Amanda Sthers a décidé de quitter la France il y a quelques années, loin de Patrick Bruel, à la suite d’un terrible drame. Retour sur la raison qui l’a poussée à déménager aux États-Unis.
Une décision mûrement réfléchie... En 2016, Amanda Sthers a déménagé aux États-Unis, à la suite des attentats du 13 novembre 2015. Le soir du drame, la femme de 48 ans se trouvait au Stade de France avec ses deux fils : Oscar, né en 2003, et Léon, né en septembre 2005, de son histoire d’amour avec Patrick Bruel. Traumatisée par ces terribles événements, elle avait finalement choisi de s’installer outre-Atlantique, s’éloignant également du père de ses enfants. «J’avais besoin de faire un break avec les enfants pour voir mon pays de loin et me remettre à l’aimer. Je reste française dans mon cœur, je paie toujours mes impôts en France, mais je ne vois pas pour l’instant ce qui me ferait rentrer...», avait-elle confié à Paris Match en septembre 2017, avant de révéler à Gala le mois suivant : «Je ne supportais plus Paris.
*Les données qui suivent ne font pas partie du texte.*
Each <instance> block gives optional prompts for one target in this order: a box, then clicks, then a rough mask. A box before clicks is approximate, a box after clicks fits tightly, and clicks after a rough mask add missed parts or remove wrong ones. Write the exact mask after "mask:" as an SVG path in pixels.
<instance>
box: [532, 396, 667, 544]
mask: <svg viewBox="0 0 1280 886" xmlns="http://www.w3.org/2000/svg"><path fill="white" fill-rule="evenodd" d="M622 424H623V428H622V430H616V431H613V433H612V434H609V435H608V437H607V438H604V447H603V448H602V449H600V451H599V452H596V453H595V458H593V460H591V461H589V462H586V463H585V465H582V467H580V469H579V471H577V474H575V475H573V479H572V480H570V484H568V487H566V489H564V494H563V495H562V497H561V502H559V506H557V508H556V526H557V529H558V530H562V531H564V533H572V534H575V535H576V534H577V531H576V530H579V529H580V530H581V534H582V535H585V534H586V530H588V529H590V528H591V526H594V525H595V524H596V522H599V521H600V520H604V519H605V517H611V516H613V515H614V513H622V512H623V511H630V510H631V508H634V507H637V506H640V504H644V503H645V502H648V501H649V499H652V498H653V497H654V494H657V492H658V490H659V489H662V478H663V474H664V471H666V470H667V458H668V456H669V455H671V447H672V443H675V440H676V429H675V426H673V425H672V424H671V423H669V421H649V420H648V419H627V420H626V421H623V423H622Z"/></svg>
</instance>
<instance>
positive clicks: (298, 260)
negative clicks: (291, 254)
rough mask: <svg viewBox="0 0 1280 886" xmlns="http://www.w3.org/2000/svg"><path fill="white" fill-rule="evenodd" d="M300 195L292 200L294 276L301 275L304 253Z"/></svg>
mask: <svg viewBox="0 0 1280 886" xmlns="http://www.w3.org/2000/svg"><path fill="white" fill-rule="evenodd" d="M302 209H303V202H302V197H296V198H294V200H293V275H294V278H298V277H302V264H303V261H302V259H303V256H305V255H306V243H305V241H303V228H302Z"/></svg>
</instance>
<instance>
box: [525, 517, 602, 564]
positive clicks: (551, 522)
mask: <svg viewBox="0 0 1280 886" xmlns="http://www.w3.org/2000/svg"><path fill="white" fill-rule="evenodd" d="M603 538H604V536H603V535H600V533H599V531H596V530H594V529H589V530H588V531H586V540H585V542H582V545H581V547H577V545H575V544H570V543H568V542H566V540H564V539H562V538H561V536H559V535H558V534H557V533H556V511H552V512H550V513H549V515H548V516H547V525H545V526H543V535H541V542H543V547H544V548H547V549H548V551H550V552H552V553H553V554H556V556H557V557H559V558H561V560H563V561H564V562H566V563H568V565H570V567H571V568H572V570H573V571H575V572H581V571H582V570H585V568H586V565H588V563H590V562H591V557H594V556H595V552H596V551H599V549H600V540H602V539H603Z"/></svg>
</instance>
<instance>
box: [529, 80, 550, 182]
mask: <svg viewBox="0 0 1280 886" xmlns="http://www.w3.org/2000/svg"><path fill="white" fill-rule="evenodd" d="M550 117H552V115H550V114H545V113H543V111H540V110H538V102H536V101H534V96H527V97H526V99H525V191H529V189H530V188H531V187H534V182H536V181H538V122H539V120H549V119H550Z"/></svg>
On ne se rend plus compte quand on vit en France de la violence quotidienne et du cynisme des gens. (...) Patrick et moi avons envie de faire ce qu’il y a de mieux pour nos enfants .»
En novembre 2018, Patrick Bruel avait révélé pendant un entretien accordé à nos confrères qu’il «passe entre trois et quatre semaines tous les deux mois» à Los Angeles, où il était propriétaire d’une maison, qui a été détruite au cours des incendies ayant ravagé le quartier de Pacific Palisades, en janvier 2025. «J’aime la vie là-bas, j’aime leur vie là-bas, et cette expérience leur fait le plus grand bien», avait-il précisé en évoquant Oscar et Léon. Amanda Sthers était toutefois revenue en France en 2020 «pour une seule année, afin que mes fils voient davantage leur papa», avait-elle révélé à Paris Match, au mois de mai. «Mais je repars à Los Angeles dans un mois, si nous ne sommes pas confinés à nouveau !», avait glissé l’écrivaine pendant la pandémie de Covid-19. Patrick Bruel et l’écrivaine étaient parvenus à trouver un équilibre en offrant à leurs fils une autre vie aux États-Unis. Depuis, Oscar et Léon suivent des chemins bien différents l’un de l’autre. L’aîné a dévoilé récemment son premier livre, La cité intérieure (éd. Hachette) et le cadet rêve de devenir un grand artiste.